Kenneth Tanaka concludes the book with an epilogue recapping the central themes of ethnicity, democratization, practice, engagement, and adaptation. His final comments echo Prebish's at the book's outset: in hopeful contrast to the failure of American Buddhism a hundred years ago, Buddhism enters the next millennium with optimism and activism. It is an exciting time for the tradition.
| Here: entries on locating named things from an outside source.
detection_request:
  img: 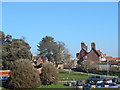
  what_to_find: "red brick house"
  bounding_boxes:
[76,42,106,64]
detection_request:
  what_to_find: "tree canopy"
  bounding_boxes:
[37,36,70,66]
[0,31,32,69]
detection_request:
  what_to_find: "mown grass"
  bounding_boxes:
[58,69,91,81]
[38,82,73,88]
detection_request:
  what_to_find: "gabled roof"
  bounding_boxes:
[79,48,88,53]
[88,48,100,56]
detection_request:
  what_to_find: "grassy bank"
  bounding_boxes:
[38,82,73,88]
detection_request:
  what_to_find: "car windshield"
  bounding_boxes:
[84,84,90,87]
[110,83,116,86]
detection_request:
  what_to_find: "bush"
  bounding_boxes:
[40,63,59,85]
[9,59,40,88]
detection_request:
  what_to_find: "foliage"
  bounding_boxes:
[9,59,40,88]
[40,63,59,85]
[0,32,32,69]
[37,36,70,66]
[58,69,90,81]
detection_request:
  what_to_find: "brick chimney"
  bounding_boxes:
[81,42,87,50]
[91,42,96,49]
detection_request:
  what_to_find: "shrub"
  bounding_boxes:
[9,59,40,88]
[40,63,59,85]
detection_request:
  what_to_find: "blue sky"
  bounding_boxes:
[2,2,118,57]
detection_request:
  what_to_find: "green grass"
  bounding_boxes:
[58,69,91,81]
[92,87,120,90]
[38,82,73,88]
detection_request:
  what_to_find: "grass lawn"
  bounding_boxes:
[92,87,120,90]
[58,69,91,81]
[38,82,73,88]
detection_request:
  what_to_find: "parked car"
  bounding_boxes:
[112,77,120,84]
[83,83,92,90]
[76,80,83,86]
[96,82,105,88]
[103,78,112,85]
[109,82,118,88]
[86,75,104,84]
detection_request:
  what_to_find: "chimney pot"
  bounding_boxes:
[91,42,96,49]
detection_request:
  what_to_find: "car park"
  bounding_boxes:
[109,82,118,88]
[76,80,83,86]
[112,77,120,84]
[83,83,92,90]
[86,75,104,85]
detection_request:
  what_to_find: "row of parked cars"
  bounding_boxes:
[67,75,120,89]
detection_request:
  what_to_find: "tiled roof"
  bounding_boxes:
[96,50,103,55]
[106,58,120,60]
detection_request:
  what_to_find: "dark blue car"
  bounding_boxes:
[0,76,8,82]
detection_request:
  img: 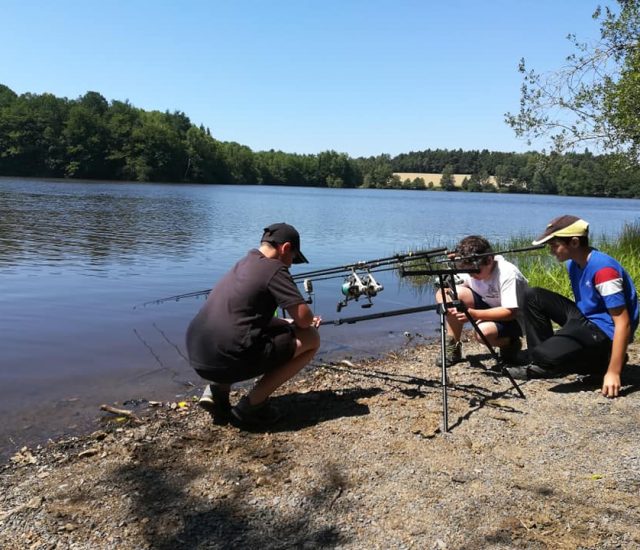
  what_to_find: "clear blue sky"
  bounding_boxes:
[0,0,612,157]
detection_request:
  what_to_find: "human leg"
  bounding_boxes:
[436,286,476,367]
[231,327,320,427]
[436,285,475,342]
[198,382,231,425]
[248,327,320,405]
[523,287,582,349]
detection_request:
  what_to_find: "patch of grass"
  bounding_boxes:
[406,222,640,310]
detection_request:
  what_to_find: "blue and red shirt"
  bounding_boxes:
[567,249,638,340]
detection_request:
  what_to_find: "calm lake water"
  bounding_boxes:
[0,178,640,457]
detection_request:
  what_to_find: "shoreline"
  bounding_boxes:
[0,342,640,549]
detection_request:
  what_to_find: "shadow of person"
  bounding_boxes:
[238,388,382,433]
[549,365,640,397]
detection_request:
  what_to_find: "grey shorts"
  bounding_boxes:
[192,324,296,384]
[470,289,522,338]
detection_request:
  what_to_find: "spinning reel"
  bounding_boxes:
[337,269,384,312]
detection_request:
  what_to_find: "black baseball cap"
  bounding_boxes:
[260,223,309,264]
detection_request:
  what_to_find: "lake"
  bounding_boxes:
[0,178,640,457]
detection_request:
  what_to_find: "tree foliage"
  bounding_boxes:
[505,0,640,163]
[0,85,640,197]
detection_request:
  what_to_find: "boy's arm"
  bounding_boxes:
[602,306,631,397]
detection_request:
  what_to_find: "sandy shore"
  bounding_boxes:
[0,336,640,549]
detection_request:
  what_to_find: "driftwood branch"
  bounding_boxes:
[100,405,142,424]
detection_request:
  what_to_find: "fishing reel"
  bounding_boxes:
[302,279,313,304]
[337,270,384,312]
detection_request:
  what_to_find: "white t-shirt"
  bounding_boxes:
[460,256,528,309]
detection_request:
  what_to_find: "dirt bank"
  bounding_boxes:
[0,338,640,550]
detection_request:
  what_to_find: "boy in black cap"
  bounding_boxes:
[509,215,638,397]
[187,223,320,426]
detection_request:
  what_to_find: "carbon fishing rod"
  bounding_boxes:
[434,244,545,263]
[293,247,447,281]
[133,248,447,311]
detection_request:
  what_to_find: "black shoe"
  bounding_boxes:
[500,338,529,365]
[231,396,282,428]
[506,363,565,380]
[198,384,231,426]
[436,336,464,367]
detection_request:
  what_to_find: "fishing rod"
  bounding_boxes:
[293,247,447,281]
[434,244,545,263]
[133,248,447,311]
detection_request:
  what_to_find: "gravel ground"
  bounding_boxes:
[0,343,640,550]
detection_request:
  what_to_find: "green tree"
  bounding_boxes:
[505,0,640,161]
[440,164,456,191]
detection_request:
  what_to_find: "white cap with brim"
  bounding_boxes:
[531,215,589,245]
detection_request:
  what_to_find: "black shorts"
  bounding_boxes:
[470,289,522,338]
[193,324,296,384]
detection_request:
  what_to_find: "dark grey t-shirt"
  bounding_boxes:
[187,249,304,370]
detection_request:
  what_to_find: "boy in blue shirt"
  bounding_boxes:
[509,215,638,397]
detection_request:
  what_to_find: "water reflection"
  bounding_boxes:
[0,190,216,271]
[0,178,638,462]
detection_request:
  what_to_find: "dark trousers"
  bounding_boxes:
[524,287,611,374]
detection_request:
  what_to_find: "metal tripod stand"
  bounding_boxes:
[401,269,525,433]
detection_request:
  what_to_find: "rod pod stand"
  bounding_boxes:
[401,269,526,433]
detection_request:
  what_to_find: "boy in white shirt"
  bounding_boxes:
[436,235,528,365]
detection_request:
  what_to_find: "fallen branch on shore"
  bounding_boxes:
[100,405,142,424]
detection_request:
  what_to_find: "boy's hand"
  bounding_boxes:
[602,372,622,397]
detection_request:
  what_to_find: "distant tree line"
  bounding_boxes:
[0,84,640,197]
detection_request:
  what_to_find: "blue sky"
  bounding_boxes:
[0,0,611,157]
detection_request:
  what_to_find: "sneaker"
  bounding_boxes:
[231,396,281,428]
[500,338,522,365]
[436,336,462,367]
[506,363,566,380]
[198,384,231,425]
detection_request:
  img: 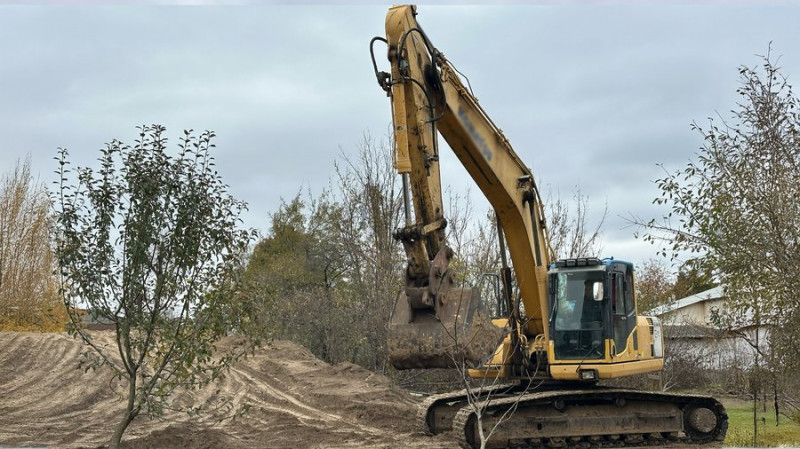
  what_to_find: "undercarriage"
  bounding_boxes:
[420,385,728,448]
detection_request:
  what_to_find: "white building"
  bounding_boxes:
[645,286,768,370]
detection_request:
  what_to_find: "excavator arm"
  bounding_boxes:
[372,6,728,448]
[373,6,553,367]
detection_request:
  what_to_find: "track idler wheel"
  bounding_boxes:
[683,404,727,441]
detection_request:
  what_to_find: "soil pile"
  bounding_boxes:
[0,332,454,449]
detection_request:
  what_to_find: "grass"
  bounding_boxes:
[723,401,800,447]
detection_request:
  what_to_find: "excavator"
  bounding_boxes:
[370,5,728,448]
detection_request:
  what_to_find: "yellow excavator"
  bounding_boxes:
[370,6,728,448]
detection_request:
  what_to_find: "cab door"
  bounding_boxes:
[611,263,636,354]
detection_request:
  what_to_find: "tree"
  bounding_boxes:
[546,186,608,259]
[0,159,67,331]
[242,136,403,372]
[636,259,678,313]
[639,50,800,428]
[55,125,257,448]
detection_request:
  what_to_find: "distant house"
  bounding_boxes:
[77,309,116,331]
[645,286,768,369]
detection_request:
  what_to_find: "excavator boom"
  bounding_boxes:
[372,5,727,447]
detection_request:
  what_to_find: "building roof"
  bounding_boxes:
[645,285,725,316]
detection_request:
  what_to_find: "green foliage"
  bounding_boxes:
[642,49,800,424]
[54,125,259,446]
[725,406,800,447]
[245,138,403,371]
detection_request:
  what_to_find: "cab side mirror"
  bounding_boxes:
[592,281,603,301]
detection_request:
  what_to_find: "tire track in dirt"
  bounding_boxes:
[0,332,453,449]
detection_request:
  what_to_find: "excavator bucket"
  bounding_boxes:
[388,288,502,369]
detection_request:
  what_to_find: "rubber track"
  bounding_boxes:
[417,384,520,435]
[446,389,728,449]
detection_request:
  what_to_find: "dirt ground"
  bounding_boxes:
[0,332,455,449]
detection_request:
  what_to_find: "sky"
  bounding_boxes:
[0,2,800,270]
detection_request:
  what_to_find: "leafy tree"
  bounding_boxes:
[55,125,256,448]
[641,53,800,424]
[0,159,68,332]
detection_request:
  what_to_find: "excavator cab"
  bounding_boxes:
[549,259,608,360]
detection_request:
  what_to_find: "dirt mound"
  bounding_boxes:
[0,332,453,449]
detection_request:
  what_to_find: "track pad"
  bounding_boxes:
[388,288,502,369]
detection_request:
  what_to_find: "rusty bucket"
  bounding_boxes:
[388,288,502,369]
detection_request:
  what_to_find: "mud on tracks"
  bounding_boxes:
[0,332,454,449]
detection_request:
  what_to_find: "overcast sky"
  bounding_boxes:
[0,3,800,268]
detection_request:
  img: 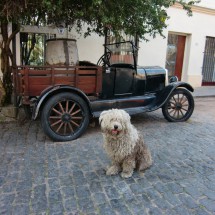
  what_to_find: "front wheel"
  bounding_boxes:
[41,92,89,141]
[162,89,194,122]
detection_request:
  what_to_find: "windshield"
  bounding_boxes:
[106,41,137,65]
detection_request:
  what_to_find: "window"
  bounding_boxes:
[20,32,55,66]
[106,31,137,65]
[202,37,215,85]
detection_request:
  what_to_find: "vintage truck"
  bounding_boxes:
[13,41,194,141]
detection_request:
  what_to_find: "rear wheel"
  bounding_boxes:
[162,89,194,122]
[41,92,89,141]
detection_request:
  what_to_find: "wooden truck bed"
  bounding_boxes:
[13,66,102,103]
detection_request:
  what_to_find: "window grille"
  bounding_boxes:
[202,37,215,86]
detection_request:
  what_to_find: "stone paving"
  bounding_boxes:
[0,98,215,215]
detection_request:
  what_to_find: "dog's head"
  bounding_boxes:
[99,109,130,137]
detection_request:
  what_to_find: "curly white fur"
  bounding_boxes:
[99,109,152,177]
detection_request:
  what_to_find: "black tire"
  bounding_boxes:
[41,92,89,141]
[162,88,195,122]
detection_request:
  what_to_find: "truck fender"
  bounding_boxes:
[32,85,92,120]
[150,81,194,111]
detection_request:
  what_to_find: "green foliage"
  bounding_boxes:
[0,0,201,39]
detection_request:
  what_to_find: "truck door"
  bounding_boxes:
[114,68,135,97]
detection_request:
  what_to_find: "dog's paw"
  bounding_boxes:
[121,172,133,178]
[106,166,119,175]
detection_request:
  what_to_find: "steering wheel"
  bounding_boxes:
[97,52,111,66]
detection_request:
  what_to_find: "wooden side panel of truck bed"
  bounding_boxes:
[13,66,102,96]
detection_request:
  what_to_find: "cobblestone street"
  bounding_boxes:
[0,97,215,215]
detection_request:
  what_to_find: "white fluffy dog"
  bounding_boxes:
[99,109,152,178]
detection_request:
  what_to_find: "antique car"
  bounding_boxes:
[13,41,194,141]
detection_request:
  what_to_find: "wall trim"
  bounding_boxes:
[171,2,215,16]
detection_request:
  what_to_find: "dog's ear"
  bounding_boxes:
[99,111,108,125]
[122,111,131,122]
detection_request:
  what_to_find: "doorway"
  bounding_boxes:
[166,33,186,81]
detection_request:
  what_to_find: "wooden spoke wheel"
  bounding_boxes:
[162,89,194,122]
[41,92,89,141]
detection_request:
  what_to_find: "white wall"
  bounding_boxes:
[138,7,215,87]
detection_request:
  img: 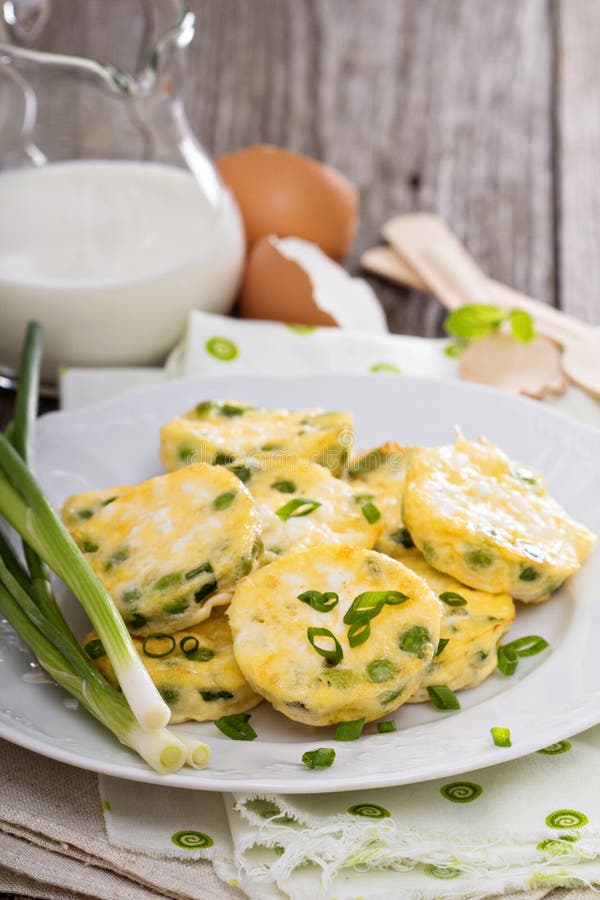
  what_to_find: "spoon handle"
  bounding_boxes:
[380,213,592,347]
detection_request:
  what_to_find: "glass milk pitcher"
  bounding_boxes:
[0,0,245,380]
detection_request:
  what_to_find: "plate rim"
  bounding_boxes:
[0,372,600,793]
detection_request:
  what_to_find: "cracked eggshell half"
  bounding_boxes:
[240,235,387,333]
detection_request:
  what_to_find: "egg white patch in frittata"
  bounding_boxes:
[246,460,381,563]
[82,610,262,724]
[228,546,442,725]
[63,463,259,635]
[160,400,354,475]
[347,441,414,560]
[403,436,595,603]
[402,550,515,703]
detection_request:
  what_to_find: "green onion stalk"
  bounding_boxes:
[0,324,170,731]
[0,569,188,774]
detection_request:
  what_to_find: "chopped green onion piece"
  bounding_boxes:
[490,725,512,747]
[444,303,506,340]
[504,634,550,656]
[185,563,214,581]
[213,491,236,510]
[344,591,409,625]
[215,713,257,741]
[398,625,431,659]
[275,497,321,522]
[433,638,450,658]
[348,616,371,647]
[427,684,460,709]
[390,528,415,550]
[498,644,519,675]
[271,481,297,494]
[365,659,398,684]
[298,591,340,612]
[152,572,183,591]
[83,638,106,659]
[377,719,396,734]
[439,591,467,606]
[361,500,381,525]
[302,747,335,769]
[194,578,219,603]
[179,634,215,662]
[200,691,233,703]
[194,400,217,419]
[335,716,365,741]
[519,566,540,581]
[306,627,344,665]
[221,403,246,419]
[142,632,176,659]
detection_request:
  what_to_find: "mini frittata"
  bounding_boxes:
[64,463,260,635]
[228,546,442,725]
[402,436,595,603]
[348,441,414,560]
[402,550,515,703]
[83,613,262,724]
[246,460,381,563]
[160,400,354,475]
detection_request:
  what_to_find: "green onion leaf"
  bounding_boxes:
[179,634,215,662]
[444,303,506,341]
[361,500,381,525]
[508,309,535,344]
[221,403,246,419]
[433,638,450,659]
[83,638,106,659]
[348,617,371,647]
[490,725,512,747]
[271,481,297,494]
[213,491,236,510]
[504,634,550,656]
[439,591,467,606]
[298,591,340,612]
[306,627,344,665]
[390,528,415,550]
[344,591,409,625]
[427,684,460,709]
[142,632,176,659]
[498,644,519,675]
[335,716,365,741]
[275,497,321,522]
[302,747,335,769]
[215,713,257,741]
[377,719,396,734]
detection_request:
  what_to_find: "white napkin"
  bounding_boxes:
[61,313,600,900]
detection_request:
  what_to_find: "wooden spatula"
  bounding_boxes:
[363,213,600,396]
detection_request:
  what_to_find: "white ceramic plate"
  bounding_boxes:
[0,375,600,793]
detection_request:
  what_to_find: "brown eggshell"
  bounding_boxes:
[240,238,337,325]
[216,144,358,260]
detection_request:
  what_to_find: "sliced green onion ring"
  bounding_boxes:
[298,591,340,612]
[490,725,512,747]
[275,497,322,522]
[215,713,257,741]
[306,626,344,665]
[439,591,467,606]
[142,631,176,659]
[302,747,335,769]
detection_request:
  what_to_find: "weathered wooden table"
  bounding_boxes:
[0,0,600,900]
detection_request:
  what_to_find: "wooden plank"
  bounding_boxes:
[556,0,600,324]
[187,0,555,334]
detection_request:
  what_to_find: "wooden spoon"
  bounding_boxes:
[363,213,600,396]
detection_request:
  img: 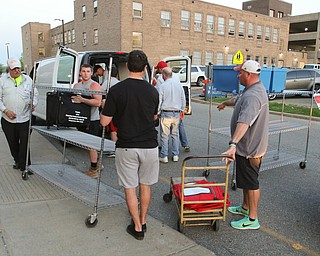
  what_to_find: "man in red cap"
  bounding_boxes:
[154,60,168,88]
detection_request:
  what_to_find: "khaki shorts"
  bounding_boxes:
[115,147,159,188]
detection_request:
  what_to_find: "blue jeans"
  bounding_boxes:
[179,120,189,147]
[160,112,180,157]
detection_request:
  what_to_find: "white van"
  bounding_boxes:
[303,64,320,70]
[31,46,191,120]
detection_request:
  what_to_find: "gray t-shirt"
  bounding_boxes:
[230,81,269,158]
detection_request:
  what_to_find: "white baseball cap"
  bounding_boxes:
[233,60,261,74]
[7,58,21,69]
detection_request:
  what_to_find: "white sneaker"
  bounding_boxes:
[159,156,168,164]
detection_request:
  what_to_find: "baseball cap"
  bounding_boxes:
[7,58,21,69]
[155,60,168,69]
[233,60,261,74]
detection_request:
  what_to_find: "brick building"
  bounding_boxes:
[22,0,308,71]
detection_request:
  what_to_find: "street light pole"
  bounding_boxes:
[54,19,65,45]
[5,43,10,59]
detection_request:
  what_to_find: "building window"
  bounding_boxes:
[238,21,246,38]
[38,32,44,42]
[68,30,71,44]
[204,52,213,65]
[263,57,268,66]
[272,28,279,43]
[38,47,46,57]
[248,22,254,39]
[161,11,171,28]
[71,29,76,43]
[227,53,234,65]
[269,9,275,17]
[228,19,236,36]
[93,0,98,15]
[191,51,201,65]
[132,2,142,18]
[82,32,87,46]
[194,12,202,32]
[207,15,214,33]
[93,29,99,44]
[264,26,270,42]
[257,25,262,40]
[132,32,142,48]
[180,50,189,56]
[82,5,86,19]
[216,52,224,65]
[278,12,284,19]
[181,11,190,30]
[218,17,225,35]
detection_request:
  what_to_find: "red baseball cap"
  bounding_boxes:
[155,60,168,69]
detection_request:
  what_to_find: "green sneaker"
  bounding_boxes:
[228,205,249,216]
[230,217,260,230]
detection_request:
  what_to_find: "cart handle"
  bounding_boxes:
[183,154,234,162]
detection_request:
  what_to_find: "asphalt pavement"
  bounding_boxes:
[0,124,214,256]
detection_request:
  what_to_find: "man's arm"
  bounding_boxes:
[217,97,236,111]
[71,82,102,107]
[100,114,112,126]
[222,123,249,160]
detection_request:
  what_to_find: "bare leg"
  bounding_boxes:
[248,189,260,219]
[124,188,142,231]
[89,149,98,163]
[242,189,251,210]
[140,184,151,224]
[110,132,118,142]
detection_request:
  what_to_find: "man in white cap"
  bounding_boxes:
[0,58,38,174]
[217,60,269,229]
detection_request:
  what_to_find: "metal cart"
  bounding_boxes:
[22,80,125,227]
[163,155,231,233]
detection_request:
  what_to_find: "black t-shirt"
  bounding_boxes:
[102,78,159,148]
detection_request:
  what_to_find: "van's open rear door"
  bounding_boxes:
[52,46,80,88]
[163,56,192,115]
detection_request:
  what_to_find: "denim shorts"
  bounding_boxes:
[236,155,262,190]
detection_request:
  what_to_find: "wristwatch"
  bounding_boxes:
[229,140,237,147]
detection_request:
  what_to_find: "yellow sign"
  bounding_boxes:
[232,50,243,65]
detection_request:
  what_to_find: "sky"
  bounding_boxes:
[0,0,320,64]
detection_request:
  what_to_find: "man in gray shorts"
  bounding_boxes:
[217,60,269,229]
[100,50,159,240]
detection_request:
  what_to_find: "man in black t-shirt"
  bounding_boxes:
[100,50,159,240]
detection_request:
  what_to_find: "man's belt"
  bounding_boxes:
[161,110,181,113]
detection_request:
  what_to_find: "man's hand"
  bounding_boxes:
[5,110,16,120]
[71,94,83,103]
[217,102,226,111]
[222,146,236,164]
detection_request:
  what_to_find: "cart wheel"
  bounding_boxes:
[212,220,220,231]
[299,162,306,169]
[86,216,98,228]
[231,181,237,191]
[21,172,29,180]
[163,192,172,203]
[202,170,210,178]
[177,218,185,234]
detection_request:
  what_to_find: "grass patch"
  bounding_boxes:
[205,97,320,117]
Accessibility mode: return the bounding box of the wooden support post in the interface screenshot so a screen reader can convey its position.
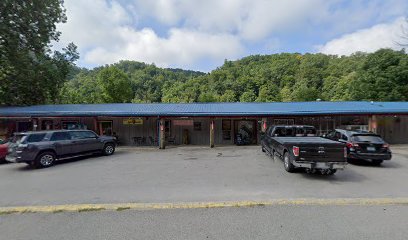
[32,118,38,131]
[159,118,166,149]
[210,120,214,148]
[261,118,268,133]
[94,117,100,134]
[368,115,378,133]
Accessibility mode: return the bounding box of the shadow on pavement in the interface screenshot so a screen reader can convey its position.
[348,159,402,168]
[300,168,367,183]
[11,151,126,171]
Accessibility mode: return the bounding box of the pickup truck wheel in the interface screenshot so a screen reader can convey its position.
[102,143,115,156]
[327,169,337,175]
[372,160,383,166]
[283,152,295,172]
[34,152,55,168]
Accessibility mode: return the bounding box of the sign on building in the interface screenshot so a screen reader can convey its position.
[123,118,143,125]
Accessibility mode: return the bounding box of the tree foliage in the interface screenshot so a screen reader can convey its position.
[0,0,78,105]
[62,49,408,103]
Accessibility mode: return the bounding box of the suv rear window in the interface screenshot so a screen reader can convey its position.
[70,131,96,139]
[26,133,45,143]
[50,132,71,141]
[353,135,384,143]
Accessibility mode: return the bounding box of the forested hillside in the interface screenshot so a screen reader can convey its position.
[60,49,408,103]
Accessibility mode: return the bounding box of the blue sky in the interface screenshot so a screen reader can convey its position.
[55,0,408,72]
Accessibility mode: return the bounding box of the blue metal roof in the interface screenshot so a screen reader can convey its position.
[0,102,408,117]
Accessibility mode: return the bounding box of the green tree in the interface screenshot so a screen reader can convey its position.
[219,90,237,102]
[239,90,256,102]
[0,0,78,105]
[98,66,133,103]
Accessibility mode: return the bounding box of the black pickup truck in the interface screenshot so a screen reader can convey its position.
[262,125,347,175]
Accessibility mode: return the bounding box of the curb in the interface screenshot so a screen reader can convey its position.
[0,198,408,215]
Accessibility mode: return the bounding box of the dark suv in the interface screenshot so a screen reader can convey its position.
[6,130,116,167]
[324,129,392,165]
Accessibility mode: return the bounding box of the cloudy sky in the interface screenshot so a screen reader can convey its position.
[55,0,408,72]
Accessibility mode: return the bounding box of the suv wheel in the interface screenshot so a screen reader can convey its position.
[35,152,55,168]
[372,160,383,166]
[283,152,295,172]
[102,143,115,156]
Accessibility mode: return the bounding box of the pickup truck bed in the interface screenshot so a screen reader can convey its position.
[262,126,347,174]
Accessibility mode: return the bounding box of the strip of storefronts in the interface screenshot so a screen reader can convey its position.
[0,115,408,146]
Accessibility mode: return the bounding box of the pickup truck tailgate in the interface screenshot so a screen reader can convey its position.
[274,137,346,162]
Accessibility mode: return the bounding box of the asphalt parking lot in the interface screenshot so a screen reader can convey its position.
[0,146,408,207]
I might say the same for study of that tradition. Reading The Faces of Buddhism in America, attending the lively session on Buddhism in America at the 1998 American Academy of Religion's Annual Meeting, and knowing several other books on American Buddhism are coming out this year, I have the feeling that -- at long last -- Buddhist studies has awakened to the reality of the historic transmission and transformation of Buddhism going on right before its eyes. Given the work of scholars who have labored so long to understand the dynamics and importance of the transmission of Buddhism from India to China, or China to Japan (and, more recently, to understand the transmissions from China to Vietnam and Korea), I have always found it ironic how thoroughly the field has ignored the vital and historical transmission going on right now, from so many Asian countries to the West. Buddhists in America know how important this transmission is. As a senior Zen student told me, his rooshi will one day be seen as "a mountain of Zen" because he established his lineage in America. It is deeply gratifying to me (and must be even more so to Professor Prebish, so long a voice crying in the wilderness) to see the scales fall from the academy's eyes. The Faces of Buddhism in America -- powerful, flawed, and vivid as its subject -- is only a beginning, but it is a delightful one. We all should welcome it into our libraries, our Dharma centers, and our classes. I hope that the many more books that will follow it will be as good.